Ce dirigeant de promotions géantes ponctuelles gère des équipes d'animateurs, d'acteurs, qui interviennent en commandos de choc sur les plages, dans les gares, dans les discothèques, avec du matériel, du personnel, des stands, des jeux. « Notre partenariat avec la Fédération française de basket-ball et les centaines de matchs que nous organisons sur les parkings des magasins et dans les cités ont permis, explique ainsi Marc Alias, de faire connaître Sunny Delight sans pratiquement aucune publicité. » Pour les biscuits salés Pringles, les responsables de la promotion de Procter visent les fêtes, les bars branchés, les boîtes de nuit et les pubs. Orangina, en 2002, avait opté pour une action d'envergure pendant un mois en organisant des spectales de rue, des shows gratuits avec les humoristes Michael Young, Vincent et Benjamin, Titoff.

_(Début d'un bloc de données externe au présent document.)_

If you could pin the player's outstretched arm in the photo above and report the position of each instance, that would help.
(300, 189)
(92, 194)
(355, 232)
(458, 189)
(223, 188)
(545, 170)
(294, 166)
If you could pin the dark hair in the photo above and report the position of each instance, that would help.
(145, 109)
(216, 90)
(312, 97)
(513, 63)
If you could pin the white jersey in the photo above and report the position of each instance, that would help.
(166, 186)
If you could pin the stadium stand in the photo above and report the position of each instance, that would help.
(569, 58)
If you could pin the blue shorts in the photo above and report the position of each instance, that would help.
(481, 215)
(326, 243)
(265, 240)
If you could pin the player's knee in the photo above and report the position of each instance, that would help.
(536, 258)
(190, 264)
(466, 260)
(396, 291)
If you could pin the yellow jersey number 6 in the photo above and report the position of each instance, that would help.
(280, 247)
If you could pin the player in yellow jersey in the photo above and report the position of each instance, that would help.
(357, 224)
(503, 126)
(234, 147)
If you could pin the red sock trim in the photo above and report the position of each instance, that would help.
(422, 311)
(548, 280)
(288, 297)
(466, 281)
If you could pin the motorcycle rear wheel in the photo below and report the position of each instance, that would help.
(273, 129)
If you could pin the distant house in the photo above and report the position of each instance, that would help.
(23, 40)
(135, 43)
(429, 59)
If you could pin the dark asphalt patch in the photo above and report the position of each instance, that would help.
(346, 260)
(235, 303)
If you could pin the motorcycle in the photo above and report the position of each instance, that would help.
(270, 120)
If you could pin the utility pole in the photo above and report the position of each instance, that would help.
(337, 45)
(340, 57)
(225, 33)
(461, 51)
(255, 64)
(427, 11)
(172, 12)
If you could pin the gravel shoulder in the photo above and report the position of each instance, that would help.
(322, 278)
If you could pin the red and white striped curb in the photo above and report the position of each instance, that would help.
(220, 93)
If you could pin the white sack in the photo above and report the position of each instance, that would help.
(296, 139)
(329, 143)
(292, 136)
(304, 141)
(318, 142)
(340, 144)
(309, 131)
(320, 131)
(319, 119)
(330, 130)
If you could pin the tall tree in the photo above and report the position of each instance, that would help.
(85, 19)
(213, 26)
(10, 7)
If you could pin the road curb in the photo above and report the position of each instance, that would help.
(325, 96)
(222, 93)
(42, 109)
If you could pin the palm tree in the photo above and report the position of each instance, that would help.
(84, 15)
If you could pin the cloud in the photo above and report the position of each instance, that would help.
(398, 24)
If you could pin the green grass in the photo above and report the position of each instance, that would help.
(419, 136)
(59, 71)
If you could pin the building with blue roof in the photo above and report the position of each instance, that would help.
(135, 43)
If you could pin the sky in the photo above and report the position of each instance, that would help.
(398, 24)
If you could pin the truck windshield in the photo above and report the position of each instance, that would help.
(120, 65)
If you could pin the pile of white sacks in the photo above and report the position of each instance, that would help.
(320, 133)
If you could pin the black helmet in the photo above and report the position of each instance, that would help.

La conjoncture serait favorable : elle permettrait de soutenir telle direction des ventes en difficulté, de redresser telle image en déclin, avec une grande réactivité. Surtout au moment où les budgets publicitaires deviennent prudents et où les programmes de journées d'animations classiques se réduisent. Pour l'instant, seuls les responsables des promotions des industriels font appel à ce type d'opérations. Mis à part ceux de Champion lors du Tour de France, les promoteurs des enseignes n'ont pas l'habitude d'aller à la rencontre du public en dehors des magasins. Une évolution pour le futur ?

Extraits de l'etude


Enquête réalisée par Synovate sur système Cati à partir d'un fichier d'entreprises fourni par LSA. Les 17 responsables de promotion interrogés ont été contactés par téléphone, entre le 25 mars et le 2 avril.